Once the immune system has been trained to recognize this, if the body is later exposed to
the pathogen, it will be removed from the body. Specifically, the immune system recognizes
foreign ‘antigens’, parts of the pathogen on the surface or inside the pathogen, that are not
normally found in the body.
For most modern vaccines this “weakening” is achieved through genetic modification of the
pathogen either as a naturally occurring phenomenon or as a modification specifically
introduced by scientists.
Live vaccines tend to create a strong and lasting immune response and include some of our
best vaccines. However, live vaccines may not suitable for people whose immune system
doesn’t work, either due to drug treatment or underlying illness. This is because the
weakened viruses or bacteria could in some cases multiply too much and might cause
disease in these people.
● Rotavirus vaccine
● MMR vaccine
● Nasal flu vaccine
● Shingles vaccine
● Chickenpox vaccine (special groups only)
● BCG vaccine against TB (special groups only)
● Covid 19 (Sinovac)
Inactivated Vaccines
Inactivated vaccines contain whole bacteria or viruses which have been killed or have been
altered, so that they cannot replicate. Because inactivated vaccines do not contain any live
bacteria or viruses, they cannot cause the diseases against which they protect, even in
people with severely weakened immune systems.
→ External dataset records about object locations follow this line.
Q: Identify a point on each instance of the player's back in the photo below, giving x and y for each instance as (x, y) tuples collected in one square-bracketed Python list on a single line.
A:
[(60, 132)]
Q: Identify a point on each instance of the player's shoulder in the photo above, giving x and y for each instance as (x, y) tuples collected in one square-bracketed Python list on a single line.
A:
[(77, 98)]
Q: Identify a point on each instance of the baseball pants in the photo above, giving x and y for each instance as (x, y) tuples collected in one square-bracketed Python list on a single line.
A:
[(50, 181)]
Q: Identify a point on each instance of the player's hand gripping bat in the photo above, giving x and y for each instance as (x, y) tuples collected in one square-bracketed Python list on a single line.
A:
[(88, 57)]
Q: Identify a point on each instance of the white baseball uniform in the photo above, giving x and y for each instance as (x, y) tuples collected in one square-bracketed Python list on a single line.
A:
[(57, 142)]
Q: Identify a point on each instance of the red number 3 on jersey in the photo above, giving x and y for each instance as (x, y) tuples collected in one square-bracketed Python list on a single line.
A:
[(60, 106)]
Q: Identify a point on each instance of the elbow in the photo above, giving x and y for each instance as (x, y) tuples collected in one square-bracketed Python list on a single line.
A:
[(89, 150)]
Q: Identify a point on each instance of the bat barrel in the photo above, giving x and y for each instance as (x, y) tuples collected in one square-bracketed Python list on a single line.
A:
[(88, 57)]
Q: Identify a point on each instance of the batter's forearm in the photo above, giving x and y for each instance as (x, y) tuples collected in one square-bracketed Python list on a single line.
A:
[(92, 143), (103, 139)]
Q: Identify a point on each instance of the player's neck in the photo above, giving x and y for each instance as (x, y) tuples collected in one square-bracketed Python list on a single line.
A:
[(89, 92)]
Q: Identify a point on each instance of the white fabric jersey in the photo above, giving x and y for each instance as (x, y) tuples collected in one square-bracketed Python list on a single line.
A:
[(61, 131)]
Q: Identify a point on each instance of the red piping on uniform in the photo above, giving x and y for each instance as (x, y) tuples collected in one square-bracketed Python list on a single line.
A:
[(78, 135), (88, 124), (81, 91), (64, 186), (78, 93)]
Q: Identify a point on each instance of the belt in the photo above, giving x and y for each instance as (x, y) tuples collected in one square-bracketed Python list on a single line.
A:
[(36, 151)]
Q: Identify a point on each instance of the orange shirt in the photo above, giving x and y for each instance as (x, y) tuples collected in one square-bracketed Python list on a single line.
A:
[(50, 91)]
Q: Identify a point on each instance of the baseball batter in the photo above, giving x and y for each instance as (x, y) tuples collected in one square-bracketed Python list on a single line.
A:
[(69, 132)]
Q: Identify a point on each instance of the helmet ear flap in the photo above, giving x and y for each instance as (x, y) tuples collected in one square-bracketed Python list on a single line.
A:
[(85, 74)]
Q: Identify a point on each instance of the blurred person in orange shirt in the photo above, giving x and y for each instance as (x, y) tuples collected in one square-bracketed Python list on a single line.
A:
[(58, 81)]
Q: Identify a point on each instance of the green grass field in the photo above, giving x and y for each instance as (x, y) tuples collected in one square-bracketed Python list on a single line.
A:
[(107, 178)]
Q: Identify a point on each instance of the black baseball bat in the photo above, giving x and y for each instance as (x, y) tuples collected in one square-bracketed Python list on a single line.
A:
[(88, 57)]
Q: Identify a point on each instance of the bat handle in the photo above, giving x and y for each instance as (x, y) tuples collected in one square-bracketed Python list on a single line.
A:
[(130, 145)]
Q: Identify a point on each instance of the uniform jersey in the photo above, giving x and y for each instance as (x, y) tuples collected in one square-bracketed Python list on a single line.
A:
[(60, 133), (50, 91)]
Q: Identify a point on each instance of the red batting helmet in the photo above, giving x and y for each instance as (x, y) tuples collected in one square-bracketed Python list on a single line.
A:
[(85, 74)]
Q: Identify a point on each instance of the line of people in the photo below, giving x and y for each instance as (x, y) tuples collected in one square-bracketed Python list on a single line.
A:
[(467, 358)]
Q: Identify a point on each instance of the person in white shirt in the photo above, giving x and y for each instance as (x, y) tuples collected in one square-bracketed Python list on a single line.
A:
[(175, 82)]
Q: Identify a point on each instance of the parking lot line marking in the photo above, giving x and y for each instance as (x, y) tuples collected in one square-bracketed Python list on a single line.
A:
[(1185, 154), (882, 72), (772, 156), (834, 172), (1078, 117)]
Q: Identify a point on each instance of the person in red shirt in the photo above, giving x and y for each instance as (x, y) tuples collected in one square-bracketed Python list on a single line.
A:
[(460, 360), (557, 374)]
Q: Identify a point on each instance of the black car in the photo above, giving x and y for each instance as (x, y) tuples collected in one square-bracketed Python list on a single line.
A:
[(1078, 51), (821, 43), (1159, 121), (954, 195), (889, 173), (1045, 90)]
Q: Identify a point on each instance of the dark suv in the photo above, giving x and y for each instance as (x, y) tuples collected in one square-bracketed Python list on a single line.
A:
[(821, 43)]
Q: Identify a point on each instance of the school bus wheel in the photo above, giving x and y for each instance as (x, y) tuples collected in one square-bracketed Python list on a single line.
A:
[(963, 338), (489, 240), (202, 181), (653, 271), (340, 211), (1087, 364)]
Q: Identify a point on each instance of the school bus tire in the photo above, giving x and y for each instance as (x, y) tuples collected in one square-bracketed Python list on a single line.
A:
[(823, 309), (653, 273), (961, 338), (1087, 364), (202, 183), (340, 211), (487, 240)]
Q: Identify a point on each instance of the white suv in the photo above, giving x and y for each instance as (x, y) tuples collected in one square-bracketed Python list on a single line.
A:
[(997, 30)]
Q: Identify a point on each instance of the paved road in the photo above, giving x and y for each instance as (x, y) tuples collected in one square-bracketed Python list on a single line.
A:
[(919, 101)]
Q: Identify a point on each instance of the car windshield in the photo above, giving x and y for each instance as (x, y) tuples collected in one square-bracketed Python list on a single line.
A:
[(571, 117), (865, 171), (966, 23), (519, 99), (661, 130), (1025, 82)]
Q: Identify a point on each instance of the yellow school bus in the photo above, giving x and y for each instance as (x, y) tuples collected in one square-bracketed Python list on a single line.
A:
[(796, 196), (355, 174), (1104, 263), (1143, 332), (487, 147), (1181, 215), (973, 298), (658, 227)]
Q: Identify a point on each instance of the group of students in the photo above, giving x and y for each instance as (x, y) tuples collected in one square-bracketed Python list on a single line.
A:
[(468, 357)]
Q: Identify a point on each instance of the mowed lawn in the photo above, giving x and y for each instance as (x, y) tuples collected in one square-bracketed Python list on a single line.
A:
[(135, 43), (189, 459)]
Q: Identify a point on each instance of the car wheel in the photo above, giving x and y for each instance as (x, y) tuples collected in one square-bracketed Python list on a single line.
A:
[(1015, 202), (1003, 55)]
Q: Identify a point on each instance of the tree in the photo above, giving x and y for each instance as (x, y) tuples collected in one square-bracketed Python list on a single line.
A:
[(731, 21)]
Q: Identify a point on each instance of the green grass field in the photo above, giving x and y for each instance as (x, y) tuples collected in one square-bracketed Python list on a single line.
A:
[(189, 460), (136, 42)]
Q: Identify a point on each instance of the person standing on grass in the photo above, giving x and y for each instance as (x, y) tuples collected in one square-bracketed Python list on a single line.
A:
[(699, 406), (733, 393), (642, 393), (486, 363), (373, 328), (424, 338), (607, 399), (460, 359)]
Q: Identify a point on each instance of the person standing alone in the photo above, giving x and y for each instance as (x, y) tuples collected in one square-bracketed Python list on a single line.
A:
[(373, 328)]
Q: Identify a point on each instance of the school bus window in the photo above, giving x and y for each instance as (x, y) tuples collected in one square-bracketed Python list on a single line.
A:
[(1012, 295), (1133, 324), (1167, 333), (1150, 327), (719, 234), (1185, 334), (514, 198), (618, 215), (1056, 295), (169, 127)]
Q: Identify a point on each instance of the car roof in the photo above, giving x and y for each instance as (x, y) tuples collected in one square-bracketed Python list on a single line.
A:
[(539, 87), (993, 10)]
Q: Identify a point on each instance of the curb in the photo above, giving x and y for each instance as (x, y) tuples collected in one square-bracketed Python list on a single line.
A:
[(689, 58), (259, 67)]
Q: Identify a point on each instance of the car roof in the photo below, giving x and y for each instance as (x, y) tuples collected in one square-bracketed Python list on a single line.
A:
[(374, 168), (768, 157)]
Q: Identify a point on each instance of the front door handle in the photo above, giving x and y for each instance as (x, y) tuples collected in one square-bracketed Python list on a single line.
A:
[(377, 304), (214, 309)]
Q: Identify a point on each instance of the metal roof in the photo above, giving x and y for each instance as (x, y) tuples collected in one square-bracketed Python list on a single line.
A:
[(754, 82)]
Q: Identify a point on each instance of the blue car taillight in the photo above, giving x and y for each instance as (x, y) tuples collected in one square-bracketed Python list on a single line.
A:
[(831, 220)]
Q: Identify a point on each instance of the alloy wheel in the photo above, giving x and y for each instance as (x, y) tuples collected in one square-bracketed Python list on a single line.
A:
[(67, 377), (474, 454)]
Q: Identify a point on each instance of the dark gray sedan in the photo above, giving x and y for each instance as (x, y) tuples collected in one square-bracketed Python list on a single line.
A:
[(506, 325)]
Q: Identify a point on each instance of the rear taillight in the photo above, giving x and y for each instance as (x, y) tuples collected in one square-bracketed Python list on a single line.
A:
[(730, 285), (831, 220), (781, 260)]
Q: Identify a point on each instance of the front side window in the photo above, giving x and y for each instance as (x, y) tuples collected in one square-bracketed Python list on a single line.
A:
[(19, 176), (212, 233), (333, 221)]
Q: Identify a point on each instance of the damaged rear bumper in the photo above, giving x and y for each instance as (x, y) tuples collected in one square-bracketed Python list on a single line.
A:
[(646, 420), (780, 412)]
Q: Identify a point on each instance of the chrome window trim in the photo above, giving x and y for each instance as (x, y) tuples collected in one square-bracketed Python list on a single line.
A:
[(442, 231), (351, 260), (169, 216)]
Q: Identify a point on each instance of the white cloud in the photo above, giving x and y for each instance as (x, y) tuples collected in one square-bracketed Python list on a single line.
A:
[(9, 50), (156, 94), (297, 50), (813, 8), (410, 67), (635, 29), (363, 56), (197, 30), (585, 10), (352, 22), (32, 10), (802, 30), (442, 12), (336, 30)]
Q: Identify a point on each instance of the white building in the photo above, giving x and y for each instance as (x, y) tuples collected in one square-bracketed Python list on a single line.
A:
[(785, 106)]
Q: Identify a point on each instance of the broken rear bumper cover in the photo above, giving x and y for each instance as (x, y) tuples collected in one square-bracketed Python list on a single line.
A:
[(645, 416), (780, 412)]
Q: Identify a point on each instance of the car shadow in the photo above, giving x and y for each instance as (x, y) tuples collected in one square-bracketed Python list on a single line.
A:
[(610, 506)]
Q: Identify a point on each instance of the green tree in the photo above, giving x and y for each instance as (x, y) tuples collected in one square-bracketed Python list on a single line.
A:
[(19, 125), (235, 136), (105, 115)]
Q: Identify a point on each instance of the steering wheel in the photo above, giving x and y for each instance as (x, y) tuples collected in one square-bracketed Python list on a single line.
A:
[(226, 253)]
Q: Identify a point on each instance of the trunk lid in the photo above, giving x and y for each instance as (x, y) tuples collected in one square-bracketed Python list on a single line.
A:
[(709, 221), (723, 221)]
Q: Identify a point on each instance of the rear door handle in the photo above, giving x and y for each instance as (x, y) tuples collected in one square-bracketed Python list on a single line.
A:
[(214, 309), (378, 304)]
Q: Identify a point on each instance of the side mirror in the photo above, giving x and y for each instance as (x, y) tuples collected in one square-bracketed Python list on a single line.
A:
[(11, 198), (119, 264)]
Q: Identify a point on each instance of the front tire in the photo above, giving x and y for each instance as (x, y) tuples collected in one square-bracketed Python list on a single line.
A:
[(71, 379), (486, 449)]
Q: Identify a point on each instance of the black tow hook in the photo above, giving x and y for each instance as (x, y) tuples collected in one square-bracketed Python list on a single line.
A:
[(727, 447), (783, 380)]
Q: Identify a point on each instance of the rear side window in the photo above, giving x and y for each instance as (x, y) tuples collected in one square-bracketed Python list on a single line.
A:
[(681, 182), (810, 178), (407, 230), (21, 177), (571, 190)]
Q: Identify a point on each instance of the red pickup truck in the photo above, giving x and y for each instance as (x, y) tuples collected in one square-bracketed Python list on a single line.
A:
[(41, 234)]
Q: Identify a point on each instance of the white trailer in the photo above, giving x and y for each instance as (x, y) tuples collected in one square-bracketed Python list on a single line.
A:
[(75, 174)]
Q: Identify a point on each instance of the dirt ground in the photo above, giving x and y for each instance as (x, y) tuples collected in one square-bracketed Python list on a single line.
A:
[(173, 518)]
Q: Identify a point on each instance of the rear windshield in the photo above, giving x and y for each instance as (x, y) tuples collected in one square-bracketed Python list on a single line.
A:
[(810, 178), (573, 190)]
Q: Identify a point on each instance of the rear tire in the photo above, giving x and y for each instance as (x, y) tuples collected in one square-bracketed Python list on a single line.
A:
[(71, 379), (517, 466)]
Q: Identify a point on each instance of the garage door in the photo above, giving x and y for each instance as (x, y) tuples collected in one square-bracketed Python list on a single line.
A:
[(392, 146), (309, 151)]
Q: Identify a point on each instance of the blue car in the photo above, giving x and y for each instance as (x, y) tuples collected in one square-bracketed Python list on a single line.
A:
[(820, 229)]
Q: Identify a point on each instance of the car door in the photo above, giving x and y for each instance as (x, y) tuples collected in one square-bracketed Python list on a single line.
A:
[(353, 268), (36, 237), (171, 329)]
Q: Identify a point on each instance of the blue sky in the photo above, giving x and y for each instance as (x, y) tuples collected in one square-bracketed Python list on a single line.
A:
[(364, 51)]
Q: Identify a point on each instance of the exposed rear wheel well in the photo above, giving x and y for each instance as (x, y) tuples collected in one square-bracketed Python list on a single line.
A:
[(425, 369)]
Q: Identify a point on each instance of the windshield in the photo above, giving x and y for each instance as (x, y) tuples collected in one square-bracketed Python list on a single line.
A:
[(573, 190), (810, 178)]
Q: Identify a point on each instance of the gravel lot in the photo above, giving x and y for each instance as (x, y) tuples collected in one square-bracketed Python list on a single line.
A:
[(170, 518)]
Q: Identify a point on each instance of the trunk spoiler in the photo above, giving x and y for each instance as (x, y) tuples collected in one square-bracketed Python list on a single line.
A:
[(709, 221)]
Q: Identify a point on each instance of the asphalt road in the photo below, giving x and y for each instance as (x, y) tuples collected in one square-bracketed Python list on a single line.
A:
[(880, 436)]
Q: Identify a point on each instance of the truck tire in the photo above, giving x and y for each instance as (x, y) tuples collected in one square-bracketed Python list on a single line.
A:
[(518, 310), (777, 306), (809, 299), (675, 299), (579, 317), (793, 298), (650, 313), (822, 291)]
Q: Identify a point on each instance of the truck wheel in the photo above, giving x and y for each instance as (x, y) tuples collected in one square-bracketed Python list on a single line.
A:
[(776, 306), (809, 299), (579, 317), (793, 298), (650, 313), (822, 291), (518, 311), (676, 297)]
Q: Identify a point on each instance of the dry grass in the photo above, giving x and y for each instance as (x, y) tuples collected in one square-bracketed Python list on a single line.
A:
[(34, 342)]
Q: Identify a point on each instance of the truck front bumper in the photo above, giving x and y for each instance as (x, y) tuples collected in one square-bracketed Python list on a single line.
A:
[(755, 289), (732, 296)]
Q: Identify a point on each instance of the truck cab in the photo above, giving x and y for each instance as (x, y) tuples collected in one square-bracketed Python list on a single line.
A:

However, inactivated vaccines do not
always create such a strong or long-lasting immune response as live attenuated vaccines.
‘Whole killed’ vaccines used in the UK schedule:
● Inactivated polio vaccine or IPV (in the 6-in-1 vaccine, pre-school booster, teenage
booster and pertussis vaccine in pregnancy)
● Some inactivated flu vaccines which are described as ‘split virion’
● Hepatitis A vaccine (special groups only)
Examples of ‘whole killed’ travel vaccines used in the UK:
● Rabies vaccine
● Japanese encephalitis vaccine
Subunit Vaccines
Most of the vaccines in the UK schedule are subunit vaccines which do not contain any
whole bacteria or viruses at all. Instead, these vaccines typically contain one or more
specific antigens (or “flags”) from the surface of the pathogen. The advantage of subunit
vaccines over whole pathogen vaccines is that the immune response can focus on
recognising a small number of antigen targets (“flags”).
Subunit vaccines do not always create such a strong or long-lasting immune response as
live attenuated vaccines. They usually require repeated doses initially and subsequent
booster doses in subsequent years. Adjuvants are often added to subunit vaccines. These
are substances which help to strengthen and lengthen the immune response to the vaccine.
As a result, common local reactions (such as a sore arm) may be more noticeable and
frequent with these types of vaccines.
● Hepatitis B vaccine (in the 6-in-1 vaccine and as the separate hepatitis B vaccine)
● HPV vaccine
● MenB vaccine. This contains proteins from the surface of meningococcal bacteria.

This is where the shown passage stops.